第9話
「何食べようかなぁ」
さっきのよく分からない質問から一転し、椎名さんはうきうきと僕の前を歩く。
坂道を下り来た道を戻っていると、徐々にあの幻想的な空間から現実に戻ってきたんだなぁ、なんていう落胆のような感情がつい溜息として外に出てしまった。
やっぱりまだ秋といえども、夜は昼よりも気温が下がり、肌に涼しい空気を掠めた。辺りが閑散としていて、全く人気がないから、余計にそう感じてしまうのだろうか。
「椎名さんすごいね……、唐揚げもお好み焼きも食べたのにまだ食べれるんだ」
僕のイメージだと女の子はお好み焼き1つ食べれば当分は食べないで済むのかと思っていた。いや、流石に少ないのだろうか…。
「ふふ、たくさん食べる人は嫌いかな?」
こちらを振り返り彼女は微笑む。
「いや……別に。いいと、思う」
僕はつい目を近くに建っているマンションにそらし、またちら、と椎名さんを見る。
「友也くんこそ、しっかり食べないと死んじゃうよ?」
「この程度で死んじゃったら断食の習慣があるインド人とかはみんな死んでるよ」
僕が丁寧に突っ込んであげると、彼女はくすくす、と笑い前に向き直り、歩きつづけた。
人が入り交じる大通りに出ても僕は自然と視界に入る彼女を見ていた。
よく食べるらしい椎名さんの体は細いままだ。
よく学校でダイエットとか、昼ご飯を抜くとか、お菓子は太るから食べないと女子達が言っていたけれど、彼女も隠れてしているのだろうかと思い、つい疑問を問いかける。

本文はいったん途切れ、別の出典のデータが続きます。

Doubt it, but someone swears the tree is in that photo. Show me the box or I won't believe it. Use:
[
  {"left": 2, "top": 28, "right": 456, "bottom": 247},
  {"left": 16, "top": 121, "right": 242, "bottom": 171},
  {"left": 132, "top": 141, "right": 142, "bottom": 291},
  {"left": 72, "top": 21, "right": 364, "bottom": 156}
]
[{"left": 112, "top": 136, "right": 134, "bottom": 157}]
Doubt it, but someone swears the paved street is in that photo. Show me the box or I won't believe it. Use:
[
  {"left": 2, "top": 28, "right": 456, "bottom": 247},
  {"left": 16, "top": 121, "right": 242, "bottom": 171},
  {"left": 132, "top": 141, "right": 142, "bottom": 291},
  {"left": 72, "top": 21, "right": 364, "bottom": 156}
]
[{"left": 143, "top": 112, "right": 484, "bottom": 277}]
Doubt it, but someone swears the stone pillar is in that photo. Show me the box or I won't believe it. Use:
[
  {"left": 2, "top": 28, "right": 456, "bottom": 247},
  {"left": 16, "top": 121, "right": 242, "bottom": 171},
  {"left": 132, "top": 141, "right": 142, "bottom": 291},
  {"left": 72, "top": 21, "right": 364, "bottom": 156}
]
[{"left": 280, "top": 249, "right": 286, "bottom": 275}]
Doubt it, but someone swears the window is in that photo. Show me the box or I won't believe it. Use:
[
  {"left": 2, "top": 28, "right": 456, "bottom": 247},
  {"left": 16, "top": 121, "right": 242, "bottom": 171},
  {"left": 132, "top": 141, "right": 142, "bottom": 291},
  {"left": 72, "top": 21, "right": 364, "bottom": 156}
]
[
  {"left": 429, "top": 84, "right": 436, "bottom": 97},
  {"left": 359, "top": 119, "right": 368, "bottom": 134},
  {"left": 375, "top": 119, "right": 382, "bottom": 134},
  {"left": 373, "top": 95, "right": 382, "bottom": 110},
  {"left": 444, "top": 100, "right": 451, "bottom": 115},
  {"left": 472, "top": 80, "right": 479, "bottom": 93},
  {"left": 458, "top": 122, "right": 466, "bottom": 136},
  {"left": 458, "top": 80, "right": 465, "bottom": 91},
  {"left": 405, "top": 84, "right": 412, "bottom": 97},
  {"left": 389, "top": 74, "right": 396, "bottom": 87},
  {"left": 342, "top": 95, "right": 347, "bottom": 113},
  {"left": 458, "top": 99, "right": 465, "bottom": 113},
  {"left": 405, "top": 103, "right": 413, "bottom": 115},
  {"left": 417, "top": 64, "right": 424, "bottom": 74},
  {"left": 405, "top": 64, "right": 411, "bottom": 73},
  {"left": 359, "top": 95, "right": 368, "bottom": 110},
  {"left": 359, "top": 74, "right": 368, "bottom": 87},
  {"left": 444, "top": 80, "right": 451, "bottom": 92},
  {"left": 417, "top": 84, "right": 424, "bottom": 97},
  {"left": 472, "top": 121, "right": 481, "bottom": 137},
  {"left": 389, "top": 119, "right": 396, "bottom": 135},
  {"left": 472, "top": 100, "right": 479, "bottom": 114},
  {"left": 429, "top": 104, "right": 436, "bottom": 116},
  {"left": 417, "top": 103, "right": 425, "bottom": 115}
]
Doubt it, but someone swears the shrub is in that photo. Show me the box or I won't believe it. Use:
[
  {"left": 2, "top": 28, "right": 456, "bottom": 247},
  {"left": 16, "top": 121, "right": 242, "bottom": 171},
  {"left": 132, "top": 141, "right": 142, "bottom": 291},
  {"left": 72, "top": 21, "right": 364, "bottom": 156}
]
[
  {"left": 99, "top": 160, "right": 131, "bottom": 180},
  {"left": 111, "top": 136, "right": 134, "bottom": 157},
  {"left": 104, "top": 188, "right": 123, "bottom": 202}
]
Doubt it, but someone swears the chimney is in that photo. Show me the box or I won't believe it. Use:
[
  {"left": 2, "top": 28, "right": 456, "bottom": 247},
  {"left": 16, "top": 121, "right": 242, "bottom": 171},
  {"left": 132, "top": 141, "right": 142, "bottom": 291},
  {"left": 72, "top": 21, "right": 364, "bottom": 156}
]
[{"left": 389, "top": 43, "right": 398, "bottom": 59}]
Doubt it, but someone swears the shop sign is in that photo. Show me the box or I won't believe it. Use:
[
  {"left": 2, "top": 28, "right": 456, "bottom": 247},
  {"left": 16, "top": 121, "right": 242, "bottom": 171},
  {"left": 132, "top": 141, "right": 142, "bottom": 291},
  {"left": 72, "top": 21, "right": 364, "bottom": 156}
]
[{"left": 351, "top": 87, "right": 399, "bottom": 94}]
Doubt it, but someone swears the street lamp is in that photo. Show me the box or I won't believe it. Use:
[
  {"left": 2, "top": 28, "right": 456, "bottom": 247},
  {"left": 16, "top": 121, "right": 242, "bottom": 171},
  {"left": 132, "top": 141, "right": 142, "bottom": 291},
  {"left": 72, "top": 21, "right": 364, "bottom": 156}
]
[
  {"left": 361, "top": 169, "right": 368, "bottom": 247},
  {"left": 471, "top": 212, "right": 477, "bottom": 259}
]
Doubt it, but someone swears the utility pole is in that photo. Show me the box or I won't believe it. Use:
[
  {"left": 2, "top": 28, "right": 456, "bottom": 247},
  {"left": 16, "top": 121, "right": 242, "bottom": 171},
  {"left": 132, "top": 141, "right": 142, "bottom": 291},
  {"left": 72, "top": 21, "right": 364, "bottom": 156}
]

「椎名さんダイエットとかしてるの?体、結構細くて良い感じだけど」
「なーに、友也くんそんなに私を見てたの?セクハラで訴えちゃうよ」
「視界に入ってくるんだから不可抗力だよ」
「じゃあ目をくり抜かないといけないね」
彼女は面白そうにまたくすくすと微笑む。
どうやら彼女の微笑みは他人にも伝染るみたいで、僕も釣られて笑ってしまった。
─笑い合う男女2人。他の人から見たらなんと微笑ましい光景だろうか。
感情は顔に出るって言うけど、案外その通りなんだなとこの時の僕は思った。
僕らを見て微笑む家族連れ。
楽しそうにそのまま通り過ぎる人達。
僕らの事なんて見えていないような人達。
奇妙な人を見たような表情をしている人もいたけれど、この時の僕にはそんなことどうでもよかった。ただ、楽しく今を椎名さんと過ごせている。それだけで満足だった。